Madame Schiap. Tra moda e avanguardia surrealista

@ Antonella Falco (11-01-2020)

 

Elsa Schiaparelli, 1932

Elsa Schiaparelli è stata senza alcun dubbio un’autentica avanguardista della moda e del design di inizio Novecento. Da vera rivoluzionaria del costume è stata, insieme a Coco Chanel – non a caso sua acerrima rivale – una delle principali fautrici del cambiamento sociale femminile promosso attraverso l’estetica, mezzo solo apparentemente frivolo per instillare nelle donne una nuova consapevolezza di sé.

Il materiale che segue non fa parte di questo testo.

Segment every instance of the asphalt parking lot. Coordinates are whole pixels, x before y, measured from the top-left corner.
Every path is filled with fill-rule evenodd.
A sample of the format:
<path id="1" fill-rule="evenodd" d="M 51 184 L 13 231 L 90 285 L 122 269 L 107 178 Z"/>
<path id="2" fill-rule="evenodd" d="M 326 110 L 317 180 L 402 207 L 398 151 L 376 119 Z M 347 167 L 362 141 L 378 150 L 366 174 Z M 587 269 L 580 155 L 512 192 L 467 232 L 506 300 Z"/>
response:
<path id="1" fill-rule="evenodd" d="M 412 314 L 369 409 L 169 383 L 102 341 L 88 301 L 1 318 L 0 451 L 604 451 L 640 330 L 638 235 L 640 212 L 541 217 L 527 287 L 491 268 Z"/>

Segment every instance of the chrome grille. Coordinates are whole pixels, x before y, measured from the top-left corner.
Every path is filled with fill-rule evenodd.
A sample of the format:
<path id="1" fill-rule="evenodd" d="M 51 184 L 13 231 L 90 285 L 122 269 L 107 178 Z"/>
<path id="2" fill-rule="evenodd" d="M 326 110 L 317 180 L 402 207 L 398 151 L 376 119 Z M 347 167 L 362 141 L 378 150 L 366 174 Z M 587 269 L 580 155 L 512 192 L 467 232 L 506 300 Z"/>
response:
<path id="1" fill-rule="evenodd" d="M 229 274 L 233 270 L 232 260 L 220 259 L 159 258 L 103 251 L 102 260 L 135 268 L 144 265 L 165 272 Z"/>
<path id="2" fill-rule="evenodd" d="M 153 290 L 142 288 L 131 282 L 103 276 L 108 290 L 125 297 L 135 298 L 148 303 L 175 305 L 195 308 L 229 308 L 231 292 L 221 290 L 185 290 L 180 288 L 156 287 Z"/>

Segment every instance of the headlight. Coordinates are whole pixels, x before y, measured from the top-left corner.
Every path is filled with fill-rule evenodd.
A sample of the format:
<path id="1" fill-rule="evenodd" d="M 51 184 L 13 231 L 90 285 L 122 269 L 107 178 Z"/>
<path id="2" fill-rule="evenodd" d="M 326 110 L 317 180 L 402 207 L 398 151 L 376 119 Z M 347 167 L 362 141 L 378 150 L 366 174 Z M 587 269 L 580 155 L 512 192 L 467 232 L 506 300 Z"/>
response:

Nata a Roma il 10 settembre 1890, era figlia di Celestino Schiaparelli, membro di una famiglia di intellettuali piemontesi (la madre, Giuseppa Maria De Dominicis, era invece di origine napoletana). Nel 1875 suo padre ottenne la cattedra di lingua e letteratura araba alla Sapienza di Roma e fu anche il primo a ricoprire l’incarico di bibliotecario presso l’Accademia dei Lincei. Suo zio era il celebre astronomo Giovanni Schiaparelli, mentre suo cugino Ernesto fu egittologo e senatore.

Elsa studiò filosofia, sognando però una carriera di poetessa. Aspirazione nei confronti della quale la famiglia non nutriva particolari simpatie, infatti quando nel 1911 Elsa riuscì a pubblicare la raccolta Aretusa, dalle sfumature osé, la reazione non si fece attendere: quei versi furono giudicati inopportuni e sconvenienti e la ragazza fu mandata in un convento svizzero, dove rimase fino a che un disperato sciopero della fame da lei intrapreso convinse tutti che quello non era il posto adatto a una giovane donna della sua tempra. Nel 1913 partì per Londra, dove un’amica le aveva offerto un’occupazione in qualità di baby sitter, ma durante il viaggio ricevette l’invito per un ballo a Parigi. Non avendo nulla di appropriato da indossare, acquistò un tessuto blu scuro e con esso improvvisò una gonna avvolgendoselo attorno e appuntandolo con delle spillette.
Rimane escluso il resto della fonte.